Those with an interest in geopolitics will point to arguments over energy security; the influence of OPEC; or the ability of certain states to turn off the gas taps if they do not feel that they are being accorded enough respect (Russia and Ukrainian crisis including the Orange Revolution, the gas contracts and the more recent instability in Ukraine and the abandonment by Russia of the construction of the South Pipeline), to take just a few examples. In these cases, they might favour domestic solutions such as hydro, coal and shale gas where available. Over the generations we have been told that practically limitless free energy lies just around the corner, if only the technology can just be refined for nuclear fusion, solar, wind or biofuels.
All this while populations in many regions worry more about whether they can even afford energy to cook or heat their homes rather than how it might impact climate change effects or be vulnerable to geopolitical insecurity. The best energy must not be too expensive, not too unreliable and not too carbon intensive. For most of us in the real world, the only answer to meeting our future energy needs lies in diversity. A balanced energy mix that provides affordable, reliable energy that is sourced with an appreciation of the trade-offs needed to tackle climate change.
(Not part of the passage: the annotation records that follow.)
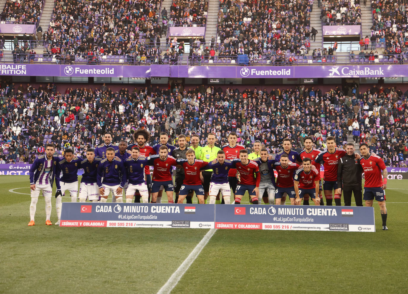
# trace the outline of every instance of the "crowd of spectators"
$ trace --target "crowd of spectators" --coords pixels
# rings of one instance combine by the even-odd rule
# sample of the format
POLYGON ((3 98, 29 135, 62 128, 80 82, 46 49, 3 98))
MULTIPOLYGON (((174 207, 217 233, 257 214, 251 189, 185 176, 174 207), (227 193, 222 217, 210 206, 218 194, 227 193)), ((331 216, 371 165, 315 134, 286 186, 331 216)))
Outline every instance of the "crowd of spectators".
POLYGON ((173 0, 170 6, 169 15, 166 13, 162 15, 168 20, 169 26, 175 25, 192 26, 193 24, 205 25, 207 21, 208 1, 205 0, 173 0))
POLYGON ((386 54, 406 54, 408 46, 408 14, 406 1, 379 1, 371 2, 373 25, 372 35, 377 46, 384 48, 386 54))
POLYGON ((346 92, 338 87, 324 92, 303 86, 240 90, 173 82, 118 91, 104 84, 60 93, 54 84, 36 88, 4 81, 1 88, 1 153, 8 162, 20 158, 32 161, 32 155, 42 152, 48 142, 56 144, 60 154, 69 146, 83 155, 87 146, 103 143, 105 131, 112 132, 114 143, 122 138, 130 142, 140 127, 150 132, 153 145, 161 131, 176 145, 177 135, 189 138, 194 133, 204 145, 210 132, 224 144, 226 134, 234 131, 239 144, 250 148, 259 140, 273 154, 281 149, 286 137, 294 148, 302 148, 306 136, 313 136, 317 148, 324 148, 328 136, 342 146, 352 135, 357 143, 367 142, 388 165, 403 166, 407 159, 408 90, 375 85, 362 93, 350 84, 346 92))
POLYGON ((311 0, 220 0, 220 53, 258 58, 263 53, 284 56, 288 50, 305 55, 313 3, 311 0))
POLYGON ((7 0, 0 19, 17 24, 35 24, 40 21, 42 0, 7 0))
POLYGON ((325 0, 322 2, 322 22, 325 24, 339 23, 349 24, 361 24, 359 0, 325 0))
POLYGON ((155 55, 161 35, 157 0, 88 2, 57 0, 44 39, 46 55, 155 55))

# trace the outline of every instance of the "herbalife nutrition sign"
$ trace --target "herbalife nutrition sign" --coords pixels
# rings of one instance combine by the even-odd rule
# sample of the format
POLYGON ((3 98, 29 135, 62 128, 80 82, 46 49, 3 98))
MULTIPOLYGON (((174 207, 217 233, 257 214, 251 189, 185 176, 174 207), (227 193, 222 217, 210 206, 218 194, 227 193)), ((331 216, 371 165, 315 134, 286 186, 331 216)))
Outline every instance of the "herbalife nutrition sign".
POLYGON ((1 75, 174 78, 301 78, 408 77, 404 65, 241 66, 0 64, 1 75))

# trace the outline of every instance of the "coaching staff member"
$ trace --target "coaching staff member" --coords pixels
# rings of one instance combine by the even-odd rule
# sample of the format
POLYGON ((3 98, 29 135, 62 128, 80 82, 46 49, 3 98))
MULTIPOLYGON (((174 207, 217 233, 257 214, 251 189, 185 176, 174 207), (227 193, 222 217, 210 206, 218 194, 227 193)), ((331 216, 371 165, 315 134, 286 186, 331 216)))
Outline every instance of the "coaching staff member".
POLYGON ((356 206, 363 206, 361 187, 363 169, 355 158, 355 151, 354 144, 348 143, 346 147, 347 154, 340 159, 337 165, 337 181, 339 188, 343 190, 345 206, 351 206, 352 193, 354 193, 356 206))

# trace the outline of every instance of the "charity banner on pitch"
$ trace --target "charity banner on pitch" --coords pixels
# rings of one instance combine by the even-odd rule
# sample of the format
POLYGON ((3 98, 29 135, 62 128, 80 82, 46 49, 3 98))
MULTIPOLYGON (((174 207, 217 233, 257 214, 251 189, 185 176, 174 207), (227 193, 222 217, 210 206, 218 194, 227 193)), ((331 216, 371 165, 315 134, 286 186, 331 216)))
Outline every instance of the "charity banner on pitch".
POLYGON ((217 205, 215 228, 375 232, 373 207, 217 205))
POLYGON ((213 228, 215 206, 66 202, 60 226, 213 228))

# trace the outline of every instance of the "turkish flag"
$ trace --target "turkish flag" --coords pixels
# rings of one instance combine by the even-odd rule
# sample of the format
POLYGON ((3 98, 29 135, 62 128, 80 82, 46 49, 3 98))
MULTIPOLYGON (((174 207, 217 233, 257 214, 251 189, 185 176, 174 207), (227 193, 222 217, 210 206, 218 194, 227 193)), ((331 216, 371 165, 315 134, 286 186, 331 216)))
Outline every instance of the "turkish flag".
POLYGON ((81 212, 85 212, 88 213, 91 213, 92 212, 92 205, 81 205, 81 212))

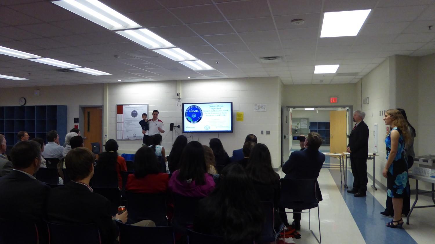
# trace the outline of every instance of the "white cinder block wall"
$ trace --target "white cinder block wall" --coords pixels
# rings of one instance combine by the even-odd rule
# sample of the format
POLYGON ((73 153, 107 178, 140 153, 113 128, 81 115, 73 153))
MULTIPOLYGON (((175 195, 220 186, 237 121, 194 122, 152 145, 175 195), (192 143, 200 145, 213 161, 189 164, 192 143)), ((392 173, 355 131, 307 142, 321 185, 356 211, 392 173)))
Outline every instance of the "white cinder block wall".
MULTIPOLYGON (((281 165, 281 81, 277 77, 237 78, 181 81, 181 99, 177 98, 177 82, 163 81, 107 84, 106 91, 108 113, 105 116, 108 139, 116 138, 117 104, 147 103, 149 113, 160 112, 159 118, 164 123, 166 132, 162 145, 170 152, 175 138, 182 134, 181 128, 169 131, 169 124, 182 126, 181 104, 183 103, 232 102, 234 133, 189 133, 189 141, 198 140, 208 145, 210 139, 218 137, 231 157, 232 151, 243 146, 248 134, 257 136, 259 142, 265 144, 272 155, 274 168, 281 165), (266 104, 265 112, 254 112, 254 104, 266 104), (243 122, 236 121, 236 113, 244 113, 243 122), (261 135, 260 131, 264 131, 261 135), (266 131, 271 134, 266 135, 266 131)), ((118 142, 120 152, 134 153, 141 146, 141 142, 118 142)))

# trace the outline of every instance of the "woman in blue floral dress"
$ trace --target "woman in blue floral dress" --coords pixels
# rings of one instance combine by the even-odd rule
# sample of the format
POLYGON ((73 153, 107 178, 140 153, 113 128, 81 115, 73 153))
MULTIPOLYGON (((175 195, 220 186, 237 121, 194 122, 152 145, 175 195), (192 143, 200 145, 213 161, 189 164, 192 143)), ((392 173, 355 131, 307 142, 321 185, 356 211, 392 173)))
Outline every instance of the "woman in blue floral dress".
POLYGON ((409 195, 408 167, 403 149, 410 136, 406 121, 399 110, 387 110, 384 121, 385 125, 391 127, 391 129, 385 139, 387 164, 382 171, 382 175, 387 178, 387 195, 392 198, 394 210, 394 218, 386 225, 392 228, 402 228, 403 224, 402 218, 403 198, 409 195))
Utilising a sensible mix of energy resources means making well thought out, hard-won compromises and creating bespoke solutions tailored for specific geographies and markets.
For instance, in the United States, the shale gas revolution is important in providing affordable energy at a time of insecurity across many of the oil-producing nations of the Middle East. In the UK, solar and onshore and offshore wind are essential. Yet it is only as part of a diversified energy mix that they can consistently deliver in conjunction with a reliable base load, whether that is from nuclear, natural gas, shale gas or coal utilising carbon capture technologies. And in the emerging economies of Asia and Africa there is huge potential for low carbon, inexpensive energy solutions, but they must be viewed in conjunction with optimising the balance between all three elements of the “trilemma”, affordability in particular.
Innovation is crucial to help solve the energy “trilemma” of lower carbon dioxide emissions, securing supplies and keeping consumer bills low, according to a government minister. According to Amber Rudd, Secretary of State for Energy and Climate Change: “Solving the so-called energy ‘trilemma’ will only be achieved with the help of innovation, paving the way for tomorrow’s deployment of important technologies”.
Different regions and nations will face unique challenges in the coming years that will all contribute to the global picture. According to Riccardo Puliti, Managing Director for Energy at at the European Bank for Reconstruction and Development, “Energy access, energy security, climate change are all very important objectives. The size of this triangle is shaped in a different way from region to region and country to country” and in order to find a solution, there are global targets, but there are also “regional and national targets that contribute to this global target”. The goal of achieving a sustainable energy future depends on sound policy dynamics and a collaborative approach, according to the 2014 World Energy Council Trilemma report.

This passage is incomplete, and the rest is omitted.